Combas renoue avec la mythologie et l’enfance. Son cheval jouet de 3 mètres sur 4 a donc des affinités avec celui de Troie. Mais où donc est l’ouverture pour que les gosses entrent et aillent investir l’espace de leurs parents ? Prune Noury s’interroge à propos du genre et de l’espèce. Ces êtres qu’elle façonne sont-ils mâles ou femelles, humains ou animaux ?

Les pelucheux paresseux de notre compatriote Elodie Antoine sont dispersés un peu partout, installés dans des arbres, hors de notre portée. Ils sont réputés pacifiques. Que se passerait-il, se demande-t-elle, s’ils s’unissaient soudain pour coloniser l’homme ?

Laurent Perbos a investi un arbre mort par des créatures animalières évocatrices mais non définies. Elles nous observent. Elles sont sur leur territoire et nous dans le nôtre. Sommes-nous ou pas compatibles ? De même, l’autre installation de l’artiste, à l’intérieur cette fois, accroche des cages dans lesquelles les oiseaux sont des éléments lumineux colorés. C’est l’enfermement. Aurions-nous besoin de maintenir une certaine forme de beauté en captivité pour que nous soyons certains de l’avoir à notre portée au lieu de la rechercher en son milieu naturel ? 

Ugo Rondinone suspend des poissons de bronze. Que nous sachions nager ou non, il faut passer entre et sous eux, nous inquiétant de ce qu’ils peuvent penser. Richard Jackson aime les canards. Un caneton qui a des yeux, un regard comme des seins, a-t-il le droit d’être là, en dehors de rêves rigolos ?

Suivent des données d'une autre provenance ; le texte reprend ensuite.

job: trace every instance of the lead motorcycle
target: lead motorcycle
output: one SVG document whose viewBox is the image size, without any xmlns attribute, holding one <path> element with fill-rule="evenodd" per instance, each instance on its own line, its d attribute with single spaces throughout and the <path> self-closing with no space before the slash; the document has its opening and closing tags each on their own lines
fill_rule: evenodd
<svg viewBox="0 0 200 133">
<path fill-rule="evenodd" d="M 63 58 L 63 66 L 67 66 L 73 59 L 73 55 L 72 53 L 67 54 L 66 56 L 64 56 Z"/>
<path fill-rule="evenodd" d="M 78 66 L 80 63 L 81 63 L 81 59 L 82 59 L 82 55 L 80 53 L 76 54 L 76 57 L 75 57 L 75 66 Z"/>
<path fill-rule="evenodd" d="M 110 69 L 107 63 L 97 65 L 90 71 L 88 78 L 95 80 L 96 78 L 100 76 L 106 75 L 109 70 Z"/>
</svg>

Caroline Achaintre Stooger, c’est le mystère d’une forme à tentacules. Saisirait-elle nos doigts si nous avancions la main vers elle ? Le « Non-oiseau » de Wang Keping est ce que dit ce titre et il n’est pas ce que ce titre ne dit pas. Il existe néanmoins. N’est-ce pas cela le rôle de l’art ? Cependant s’il pondait, l’œuf de David Shrigley, quelle sorte de poussin serait à baptiser par un critique d’art ?

Annette Messager invente des escargots-seins. Comme si, au lieu d’être caressés, ce sont eux qui procureraient des sensations sur la peau. Ne voudrait-elle pas plutôt nous dire qu’il convient que les caresses que nous leur destinons se doivent d’abord d’être lentes ?

Le couple lion-lionne de Wim Botha en fragments de pin rappelle de manière saisissante à quel point l’art est susceptible de transformer une apparence en une autre réalité, une matière en une autre : comment le ligneux, sous des doigts de sculpteur, se métamorphose-t-il en charnel ?

Effrayants

Doublement étranges, les insectes en verre de Jean-Marie Appriou s’inscrivent dans l’ordre de l’insolite et donc de la méfiance. Bachelot & Caron choisissent la pieuvre, animal fantasmatique s’il en est en littérature et au cinéma, accentué par le rouge de son aspect extérieur. Le poulpe de Sébastien Gouju semble être un être familier puisqu’il est installé sur une étagère en céramique. A ceci près que ses tentacules la traversent allègrement. De quoi susciter quelque recul à celui qui croirait avoir l’audace de s’en approcher.

Tue Greenfort insiste avec une méduse plus tentaculaire que tentante. La raie électrique de Laurent Grasso est du plus beau jaune et rien ne nous contraint à sa décharge. Les fourmis (rouge vif) de Nicolas Eres, ferrailles tordues à la main, se baladent çà et là, alarmantes par leur taille de mutantes, d’autant qu’elles grimpent à l’assaut de l’ascenseur.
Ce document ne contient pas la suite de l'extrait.